Mark Grossi writes a San Joaquin Valley environmental blog that is frequently published in the Fresno Bee under the title "Earth Log." Two of his recent items on air quality certainly got my attention as a valley resident. One concerned soot and the other ozone.
The soot item was a study done on rhesus macaque monkeys in 2008. That year saw a huge number of wildfires, over 2,000. The air consequently had high concentrations of PM-2.5. That's the designation standing for "particulate matter" or small particles under 2.5 microns in size. It is often composed of smoke, diesel exhaust and grains of dust. These tiny particles can lodge in the lungs. Researchers at the University of California at Davis tracked the progress of monkey babies born that year and compared their health records to those of monkeys born the next year when the air quality was better. They found that monkeys born that year were more susceptible to bacterial infections and have reduced lung capacity overall. Significantly, monkey lungs are practically the same as those of humans. And in what Grossi termed a "chilling" development, thanks to this year's extreme drought leading to a high dust count in the air, current PM-2.5 readings are even higher than those recorded in the 2008 wildfire year. This doesn't portend good news for children's health. The one partial silver lining is that the monkeys studied lived outside and were thus exposed longer per day to the particulates than most human babies are. But it does point up an inescapable reality: society pays and people pay a serious price for environmental pollution.

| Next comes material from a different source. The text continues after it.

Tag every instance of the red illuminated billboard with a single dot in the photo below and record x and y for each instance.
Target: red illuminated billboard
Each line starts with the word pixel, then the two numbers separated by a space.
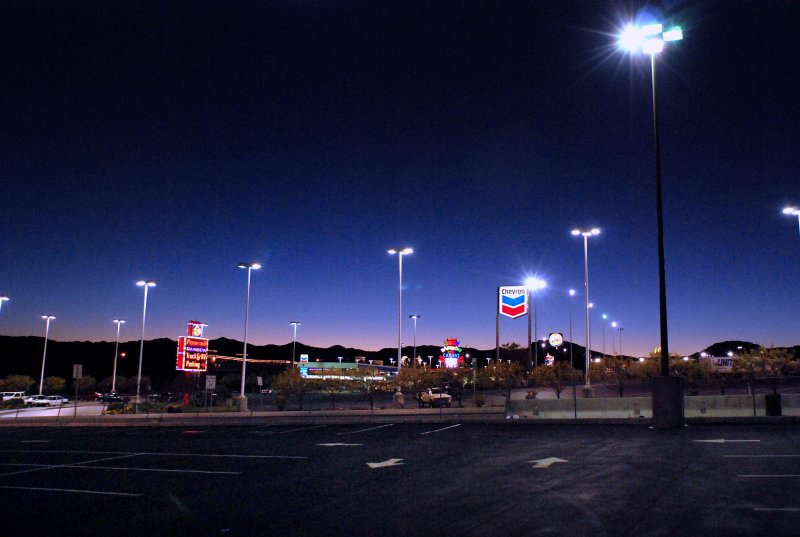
pixel 192 354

The other item was about ozone, one of the main components of photochemical "smog." In the early 1990s the San Joaquin Valley regularly had 130 days a year when the federal 8-hour ozone standard was exceeded. The geography of the area, a bowl enclosed by the Coast Ranges to the west and the Sierra Nevada to the east, makes it difficult in the absence of strong wind or precipitation to clear out the air and prevent pollutants from accumulating. The good news is that the region has made real progress. Thanks to such actions as smog controls and better gas mileage for vehicles, phasing out older, dirty power plants, farm machinery and well motors, and banning fireplace usage on bad air days, 2013 set a new record. There were "only" 91 ozone violation days. But the bad news is that 91 was still second worst in the nation. Only the South Coast Air Basin comprising Los Angeles and its environs with 93 violations in 2013 did worse. It is a real achievement to have reduced the number of bad smog days by 30%. But at the same time, it is only realistic to acknowledge that the situation is still bad and there remains a long way to go.